On Fri, 01 Jun 2012 10:14:26 -0400, Jacob Carlborg <[email protected]> wrote:

On 2012-06-01 15:51, Steven Schveighoffer wrote:
On Fri, 01 Jun 2012 09:25:57 -0400, d coder <[email protected]> wrote:
Class Bar(alias F) {
// Call F in some function here
}

Class Foo {
void foo();
Bar!(() {foo();}) bar;
}

Again this does not work. Maybe I am expecting too much from D. :-) I am
somewhat aware of the issues involved here. I have seen some earlier D
threads.

lambdas cannot exist outside a function scope. This is a limitation of D
that has been pointed out before, and I think it should be made
available, but don't hold your breath :) D is just starting to get more
filled out in the area of lambdas.

That can't work since there is no this-reference for "foo"?

I'm surprised at some things that work with alias.
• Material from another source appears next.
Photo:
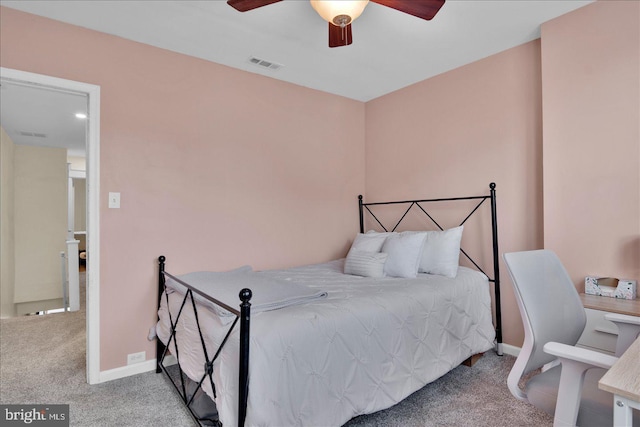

It sometimes seems like black magic.

Consider that this does work:

void incx(alias x)()
{
    x++;
}

void main()
{
    int x = 0;
    incx!x();
    assert(x == 1);
}


now, consider that when incx!x is compiled, the stack frame for main doesn't exist! So how does the compiler build it?

I suppose the issue with the lambda in class scope issue above is different, because incx has an implicit reference back to its caller's frame through the stack pointer.

But it seems like there may be a way that it could work. For example, create an implicit, final (private) member function which has the body of the lambda. Then construct the Bar type with an alias to that function. Would it need a stack frame to work? I have no idea :) Again, black magic.